Dissolving or liquidating an Estonian company involves several steps and legal requirements to ensure compliance with Estonian law. Here’s a general overview of the process:

1. Decision to Dissolve:

  • Shareholder Decision: The decision to dissolve an Estonian company (OÜ - private limited company or AS - public limited company) is typically made by the shareholders in accordance with the company’s Articles of Association.
  • Resolution: A shareholders’ meeting must be convened to pass a resolution to dissolve the company. The resolution should specify the reasons for dissolution and appoint a liquidator (if necessary).

2. Appointment of Liquidator (if required):

  • Appointment: In some cases, particularly for larger companies or if specified in the Articles of Association, a liquidator may need to be appointed. The liquidator is responsible for managing the liquidation process and ensuring that all assets are properly distributed.

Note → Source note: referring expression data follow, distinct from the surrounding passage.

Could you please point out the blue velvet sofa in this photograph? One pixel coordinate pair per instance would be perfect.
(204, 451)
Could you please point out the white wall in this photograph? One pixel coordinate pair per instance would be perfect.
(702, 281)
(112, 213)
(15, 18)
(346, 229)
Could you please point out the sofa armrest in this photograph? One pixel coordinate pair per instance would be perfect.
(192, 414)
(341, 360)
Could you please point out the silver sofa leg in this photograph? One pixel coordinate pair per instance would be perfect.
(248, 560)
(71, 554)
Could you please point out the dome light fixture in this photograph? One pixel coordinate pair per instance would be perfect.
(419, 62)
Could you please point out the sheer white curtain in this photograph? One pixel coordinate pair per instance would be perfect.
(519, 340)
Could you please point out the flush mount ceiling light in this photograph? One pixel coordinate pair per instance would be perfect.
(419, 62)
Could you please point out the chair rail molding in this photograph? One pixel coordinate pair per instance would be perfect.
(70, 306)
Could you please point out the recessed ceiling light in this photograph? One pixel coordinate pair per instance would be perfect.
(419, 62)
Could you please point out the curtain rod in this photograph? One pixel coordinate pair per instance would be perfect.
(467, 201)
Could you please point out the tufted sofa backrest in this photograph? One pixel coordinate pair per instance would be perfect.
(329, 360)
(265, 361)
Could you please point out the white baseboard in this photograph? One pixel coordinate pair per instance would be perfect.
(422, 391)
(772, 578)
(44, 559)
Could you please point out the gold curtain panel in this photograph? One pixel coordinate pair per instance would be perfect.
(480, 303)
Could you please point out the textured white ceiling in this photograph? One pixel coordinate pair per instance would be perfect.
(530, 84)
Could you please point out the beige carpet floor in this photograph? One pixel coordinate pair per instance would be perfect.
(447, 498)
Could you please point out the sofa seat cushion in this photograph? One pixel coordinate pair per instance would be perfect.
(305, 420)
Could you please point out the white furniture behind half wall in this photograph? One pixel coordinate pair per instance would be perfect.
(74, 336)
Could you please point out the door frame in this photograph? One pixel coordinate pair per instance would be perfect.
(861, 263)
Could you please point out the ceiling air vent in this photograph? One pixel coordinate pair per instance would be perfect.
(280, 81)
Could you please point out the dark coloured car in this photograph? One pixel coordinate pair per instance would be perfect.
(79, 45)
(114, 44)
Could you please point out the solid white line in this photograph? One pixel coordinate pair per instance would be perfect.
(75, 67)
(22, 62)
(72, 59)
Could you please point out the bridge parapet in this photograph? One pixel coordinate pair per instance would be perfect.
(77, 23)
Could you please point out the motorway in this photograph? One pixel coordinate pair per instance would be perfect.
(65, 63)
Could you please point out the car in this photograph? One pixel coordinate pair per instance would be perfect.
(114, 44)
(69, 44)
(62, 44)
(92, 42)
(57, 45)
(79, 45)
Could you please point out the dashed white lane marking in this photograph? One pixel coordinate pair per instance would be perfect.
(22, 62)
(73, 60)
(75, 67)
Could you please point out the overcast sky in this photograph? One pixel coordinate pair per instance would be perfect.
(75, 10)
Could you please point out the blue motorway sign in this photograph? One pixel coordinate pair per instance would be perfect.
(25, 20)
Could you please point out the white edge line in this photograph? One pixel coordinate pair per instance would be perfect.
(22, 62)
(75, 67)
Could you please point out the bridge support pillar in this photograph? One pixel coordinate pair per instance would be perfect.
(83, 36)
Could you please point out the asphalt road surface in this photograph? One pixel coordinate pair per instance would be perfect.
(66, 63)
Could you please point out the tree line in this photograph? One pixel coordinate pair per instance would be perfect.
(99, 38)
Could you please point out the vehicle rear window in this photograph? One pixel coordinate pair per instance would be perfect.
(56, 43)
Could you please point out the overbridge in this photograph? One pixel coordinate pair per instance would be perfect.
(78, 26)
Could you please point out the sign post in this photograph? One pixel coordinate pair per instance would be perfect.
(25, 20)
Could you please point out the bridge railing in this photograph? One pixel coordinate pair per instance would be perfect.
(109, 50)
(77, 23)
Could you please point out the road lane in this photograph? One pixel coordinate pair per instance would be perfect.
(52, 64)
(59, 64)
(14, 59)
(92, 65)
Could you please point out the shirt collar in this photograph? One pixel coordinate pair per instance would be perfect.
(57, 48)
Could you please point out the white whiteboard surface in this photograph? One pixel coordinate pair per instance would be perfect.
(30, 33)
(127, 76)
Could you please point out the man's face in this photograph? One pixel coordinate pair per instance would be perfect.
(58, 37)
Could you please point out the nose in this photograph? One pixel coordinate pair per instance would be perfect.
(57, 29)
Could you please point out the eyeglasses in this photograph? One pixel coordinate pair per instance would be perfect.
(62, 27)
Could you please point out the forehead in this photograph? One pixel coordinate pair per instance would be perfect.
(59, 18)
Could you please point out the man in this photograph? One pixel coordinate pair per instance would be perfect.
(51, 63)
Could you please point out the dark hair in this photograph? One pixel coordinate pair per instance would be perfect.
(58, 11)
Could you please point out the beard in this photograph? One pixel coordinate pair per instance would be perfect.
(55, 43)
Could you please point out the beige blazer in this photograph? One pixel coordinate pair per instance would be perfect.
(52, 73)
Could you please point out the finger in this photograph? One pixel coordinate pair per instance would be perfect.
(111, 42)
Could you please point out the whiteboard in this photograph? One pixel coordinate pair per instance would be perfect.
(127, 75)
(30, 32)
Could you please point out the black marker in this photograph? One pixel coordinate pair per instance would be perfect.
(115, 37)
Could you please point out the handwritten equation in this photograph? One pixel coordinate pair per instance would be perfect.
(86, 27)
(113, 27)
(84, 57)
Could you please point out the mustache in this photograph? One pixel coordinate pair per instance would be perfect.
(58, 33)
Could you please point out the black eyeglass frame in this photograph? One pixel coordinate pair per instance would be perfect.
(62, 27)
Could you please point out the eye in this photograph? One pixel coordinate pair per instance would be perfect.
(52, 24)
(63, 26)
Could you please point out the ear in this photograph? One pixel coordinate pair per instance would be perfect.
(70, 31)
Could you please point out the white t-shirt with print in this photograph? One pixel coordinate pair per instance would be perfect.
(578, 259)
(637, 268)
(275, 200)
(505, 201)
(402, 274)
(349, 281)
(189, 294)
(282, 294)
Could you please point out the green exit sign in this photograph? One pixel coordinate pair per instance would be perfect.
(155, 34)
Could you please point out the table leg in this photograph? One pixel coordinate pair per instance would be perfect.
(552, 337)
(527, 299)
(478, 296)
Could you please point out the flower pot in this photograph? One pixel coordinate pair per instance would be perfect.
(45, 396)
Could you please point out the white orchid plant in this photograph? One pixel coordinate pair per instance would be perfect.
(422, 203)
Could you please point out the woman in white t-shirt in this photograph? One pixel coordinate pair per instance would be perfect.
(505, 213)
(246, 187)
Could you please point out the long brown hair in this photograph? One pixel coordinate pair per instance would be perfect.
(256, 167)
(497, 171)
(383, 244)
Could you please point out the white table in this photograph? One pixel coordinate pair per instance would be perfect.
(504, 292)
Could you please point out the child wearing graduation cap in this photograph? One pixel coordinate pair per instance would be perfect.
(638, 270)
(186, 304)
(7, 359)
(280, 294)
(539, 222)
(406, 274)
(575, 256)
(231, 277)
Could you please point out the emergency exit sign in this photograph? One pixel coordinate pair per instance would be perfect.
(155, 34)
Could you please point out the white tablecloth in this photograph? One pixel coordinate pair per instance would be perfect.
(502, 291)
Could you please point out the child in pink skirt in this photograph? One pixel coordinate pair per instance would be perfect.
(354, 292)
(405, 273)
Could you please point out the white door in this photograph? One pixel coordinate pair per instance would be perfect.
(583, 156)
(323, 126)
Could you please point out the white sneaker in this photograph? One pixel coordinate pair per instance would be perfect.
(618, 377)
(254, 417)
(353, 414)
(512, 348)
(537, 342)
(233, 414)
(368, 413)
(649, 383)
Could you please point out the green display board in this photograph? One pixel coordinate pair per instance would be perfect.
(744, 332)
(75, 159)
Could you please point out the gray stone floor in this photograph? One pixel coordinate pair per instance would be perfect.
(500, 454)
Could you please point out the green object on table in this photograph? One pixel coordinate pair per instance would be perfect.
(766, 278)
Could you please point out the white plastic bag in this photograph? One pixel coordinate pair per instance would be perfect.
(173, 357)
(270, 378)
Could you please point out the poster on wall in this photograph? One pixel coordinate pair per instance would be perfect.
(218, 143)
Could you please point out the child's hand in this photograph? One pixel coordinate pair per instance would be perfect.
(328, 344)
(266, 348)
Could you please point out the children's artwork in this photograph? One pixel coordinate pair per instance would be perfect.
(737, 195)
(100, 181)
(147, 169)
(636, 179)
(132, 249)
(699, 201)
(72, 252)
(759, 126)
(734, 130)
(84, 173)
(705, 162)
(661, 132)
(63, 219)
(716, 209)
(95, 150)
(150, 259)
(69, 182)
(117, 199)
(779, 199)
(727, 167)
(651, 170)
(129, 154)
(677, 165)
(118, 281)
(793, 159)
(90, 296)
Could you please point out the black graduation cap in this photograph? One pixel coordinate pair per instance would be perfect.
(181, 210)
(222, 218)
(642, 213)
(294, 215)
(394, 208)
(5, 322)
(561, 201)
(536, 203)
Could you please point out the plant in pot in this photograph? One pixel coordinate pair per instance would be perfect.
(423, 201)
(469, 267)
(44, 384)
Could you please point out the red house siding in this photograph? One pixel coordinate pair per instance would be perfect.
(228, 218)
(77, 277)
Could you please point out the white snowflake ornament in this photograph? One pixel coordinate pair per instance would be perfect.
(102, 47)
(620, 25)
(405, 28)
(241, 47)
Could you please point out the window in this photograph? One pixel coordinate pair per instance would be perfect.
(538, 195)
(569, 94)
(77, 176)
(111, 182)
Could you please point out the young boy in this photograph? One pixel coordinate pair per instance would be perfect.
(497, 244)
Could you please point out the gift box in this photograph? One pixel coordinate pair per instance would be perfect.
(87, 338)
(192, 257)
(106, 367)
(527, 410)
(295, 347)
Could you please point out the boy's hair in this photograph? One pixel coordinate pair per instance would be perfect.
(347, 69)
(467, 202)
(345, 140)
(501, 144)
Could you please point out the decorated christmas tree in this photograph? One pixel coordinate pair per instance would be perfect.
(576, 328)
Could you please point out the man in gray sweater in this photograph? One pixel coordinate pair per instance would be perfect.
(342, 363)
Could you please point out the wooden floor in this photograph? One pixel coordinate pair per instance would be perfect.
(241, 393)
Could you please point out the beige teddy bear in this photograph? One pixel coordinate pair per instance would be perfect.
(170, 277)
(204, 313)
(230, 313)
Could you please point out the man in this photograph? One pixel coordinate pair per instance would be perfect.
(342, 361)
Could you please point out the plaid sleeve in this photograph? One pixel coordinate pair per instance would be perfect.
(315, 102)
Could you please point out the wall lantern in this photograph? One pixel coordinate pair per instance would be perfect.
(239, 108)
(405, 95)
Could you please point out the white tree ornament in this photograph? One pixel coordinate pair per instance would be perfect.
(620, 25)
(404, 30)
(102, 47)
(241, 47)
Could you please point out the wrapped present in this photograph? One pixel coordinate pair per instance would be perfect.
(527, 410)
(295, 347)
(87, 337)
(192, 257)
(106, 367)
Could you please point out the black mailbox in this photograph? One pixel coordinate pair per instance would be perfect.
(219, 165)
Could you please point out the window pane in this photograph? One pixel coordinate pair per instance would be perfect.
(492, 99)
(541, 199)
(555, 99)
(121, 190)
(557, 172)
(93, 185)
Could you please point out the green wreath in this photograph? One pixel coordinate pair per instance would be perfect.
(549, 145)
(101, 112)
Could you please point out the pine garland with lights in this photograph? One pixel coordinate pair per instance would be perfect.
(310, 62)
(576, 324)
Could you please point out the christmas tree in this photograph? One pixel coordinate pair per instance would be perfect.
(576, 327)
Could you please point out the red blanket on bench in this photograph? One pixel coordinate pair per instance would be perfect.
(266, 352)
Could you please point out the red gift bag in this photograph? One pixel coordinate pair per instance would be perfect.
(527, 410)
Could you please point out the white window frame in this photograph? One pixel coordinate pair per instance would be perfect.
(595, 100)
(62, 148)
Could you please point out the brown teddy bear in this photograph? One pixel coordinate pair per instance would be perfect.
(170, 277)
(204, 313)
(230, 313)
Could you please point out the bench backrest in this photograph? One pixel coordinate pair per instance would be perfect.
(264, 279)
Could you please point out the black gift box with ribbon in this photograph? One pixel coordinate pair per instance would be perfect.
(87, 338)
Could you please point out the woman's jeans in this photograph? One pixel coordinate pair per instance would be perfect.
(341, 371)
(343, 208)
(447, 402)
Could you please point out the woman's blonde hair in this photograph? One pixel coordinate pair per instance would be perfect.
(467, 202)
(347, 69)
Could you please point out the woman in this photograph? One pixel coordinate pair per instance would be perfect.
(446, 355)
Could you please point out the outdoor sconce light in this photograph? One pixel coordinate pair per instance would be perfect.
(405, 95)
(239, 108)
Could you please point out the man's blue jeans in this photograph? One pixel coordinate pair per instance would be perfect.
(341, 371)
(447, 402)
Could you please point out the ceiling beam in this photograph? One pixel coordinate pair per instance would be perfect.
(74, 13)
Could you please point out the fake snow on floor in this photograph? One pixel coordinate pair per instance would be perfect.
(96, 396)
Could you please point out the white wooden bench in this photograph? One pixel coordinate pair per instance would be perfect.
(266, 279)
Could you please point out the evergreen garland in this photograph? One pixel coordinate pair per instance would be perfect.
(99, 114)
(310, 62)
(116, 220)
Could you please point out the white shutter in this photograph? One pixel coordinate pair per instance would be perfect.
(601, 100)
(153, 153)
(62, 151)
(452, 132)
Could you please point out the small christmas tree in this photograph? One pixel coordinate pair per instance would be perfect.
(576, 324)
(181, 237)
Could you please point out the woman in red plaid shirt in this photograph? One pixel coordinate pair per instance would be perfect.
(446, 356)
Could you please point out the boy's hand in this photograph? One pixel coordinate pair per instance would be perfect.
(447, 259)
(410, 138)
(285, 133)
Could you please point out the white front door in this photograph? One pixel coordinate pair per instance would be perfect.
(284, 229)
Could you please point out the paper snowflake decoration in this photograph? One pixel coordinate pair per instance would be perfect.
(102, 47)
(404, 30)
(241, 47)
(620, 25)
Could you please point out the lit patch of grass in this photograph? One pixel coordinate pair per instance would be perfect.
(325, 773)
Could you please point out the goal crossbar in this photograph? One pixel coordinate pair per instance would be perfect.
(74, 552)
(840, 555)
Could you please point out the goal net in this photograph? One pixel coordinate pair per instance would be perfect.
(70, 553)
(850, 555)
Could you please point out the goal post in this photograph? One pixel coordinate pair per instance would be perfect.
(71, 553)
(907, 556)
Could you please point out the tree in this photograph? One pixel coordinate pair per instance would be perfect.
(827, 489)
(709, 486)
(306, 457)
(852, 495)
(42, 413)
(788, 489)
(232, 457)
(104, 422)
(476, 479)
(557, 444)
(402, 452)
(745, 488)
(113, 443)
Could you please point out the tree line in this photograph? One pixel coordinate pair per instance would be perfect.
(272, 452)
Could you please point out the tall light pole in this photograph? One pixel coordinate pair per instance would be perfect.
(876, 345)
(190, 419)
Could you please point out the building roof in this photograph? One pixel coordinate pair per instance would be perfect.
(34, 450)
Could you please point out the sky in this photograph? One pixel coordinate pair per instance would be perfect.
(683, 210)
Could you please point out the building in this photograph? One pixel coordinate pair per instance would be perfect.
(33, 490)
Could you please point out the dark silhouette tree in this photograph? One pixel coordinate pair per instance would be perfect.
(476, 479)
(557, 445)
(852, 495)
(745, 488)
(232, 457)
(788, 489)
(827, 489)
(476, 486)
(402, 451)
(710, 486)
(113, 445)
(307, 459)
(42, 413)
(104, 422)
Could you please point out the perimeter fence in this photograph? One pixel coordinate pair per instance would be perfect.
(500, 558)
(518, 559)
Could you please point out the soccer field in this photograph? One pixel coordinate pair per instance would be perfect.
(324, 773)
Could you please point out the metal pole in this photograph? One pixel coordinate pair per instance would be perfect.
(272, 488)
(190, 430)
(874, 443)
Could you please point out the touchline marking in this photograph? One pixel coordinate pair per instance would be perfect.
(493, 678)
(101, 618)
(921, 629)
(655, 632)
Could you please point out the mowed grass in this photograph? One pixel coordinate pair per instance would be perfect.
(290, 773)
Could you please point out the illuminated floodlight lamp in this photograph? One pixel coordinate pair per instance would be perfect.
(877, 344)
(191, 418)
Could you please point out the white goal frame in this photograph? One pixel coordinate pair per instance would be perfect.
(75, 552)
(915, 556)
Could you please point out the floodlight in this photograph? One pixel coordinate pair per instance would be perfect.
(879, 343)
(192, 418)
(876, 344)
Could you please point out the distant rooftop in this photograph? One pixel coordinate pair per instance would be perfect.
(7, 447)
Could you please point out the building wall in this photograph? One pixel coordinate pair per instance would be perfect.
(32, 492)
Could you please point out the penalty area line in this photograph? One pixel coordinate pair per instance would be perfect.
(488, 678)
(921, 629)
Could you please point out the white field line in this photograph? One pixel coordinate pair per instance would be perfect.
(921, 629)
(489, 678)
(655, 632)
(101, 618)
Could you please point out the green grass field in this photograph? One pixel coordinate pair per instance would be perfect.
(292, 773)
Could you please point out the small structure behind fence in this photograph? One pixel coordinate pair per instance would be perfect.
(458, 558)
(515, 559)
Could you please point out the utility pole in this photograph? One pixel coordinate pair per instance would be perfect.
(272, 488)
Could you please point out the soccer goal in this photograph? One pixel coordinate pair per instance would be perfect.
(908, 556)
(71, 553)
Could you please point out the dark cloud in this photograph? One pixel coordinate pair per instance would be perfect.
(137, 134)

3. Notification and Publication:

  • Commercial Registry: The decision to dissolve the company must be registered with the Estonian Commercial Registry. This includes submitting an application to strike the company from the register.
  • Public Notice: A notice of the company’s dissolution must be published in the official publication Ametlikud Teadaanded.

4. Liquidation Process:

  • Inventory of Assets and Liabilities: The liquidator (if appointed) conducts an inventory of the company’s assets and liabilities.
  • Settlement of Obligations: The company must settle all outstanding obligations, including debts to creditors, taxes, and employee salaries.
  • Distribution of Assets: Any remaining assets after settling obligations are distributed among shareholders according to their shareholding.

5. Tax and Legal Obligations:

  • Tax Clearance: Obtain a tax clearance certificate from the Estonian Tax and Customs Board confirming that all taxes have been paid or provisions have been made for outstanding taxes.
  • Employee Issues: Ensure that all employee-related matters, such as termination of contracts and settlement of severance payments, comply with Estonian labor laws.

6. Final Closure:

  • Final Accounts: Prepare final accounts and a liquidation report detailing the company’s financial position at the time of dissolution.
  • Application for Deletion: Submit an application for deletion to the Commercial Registry along with the necessary documents, including the resolution of dissolution, liquidator’s report (if applicable), tax clearance certificate, and other relevant certificates.

Timeline and Costs:

  • The timeline for dissolving an Estonian company can vary depending on factors such as the complexity of the company’s structure, the involvement of creditors, and the efficiency of fulfilling legal requirements.
  • Costs associated with company dissolution include registration fees, legal fees (if legal assistance is sought), and any outstanding taxes or debts.

Professional Assistance:

  • It is advisable to seek professional advice from a legal advisor or accountant familiar with Estonian company law and tax regulations to ensure compliance throughout the dissolution process.

By following these steps and fulfilling all legal obligations, you can properly dissolve an Estonian company in accordance with Estonian law and regulations.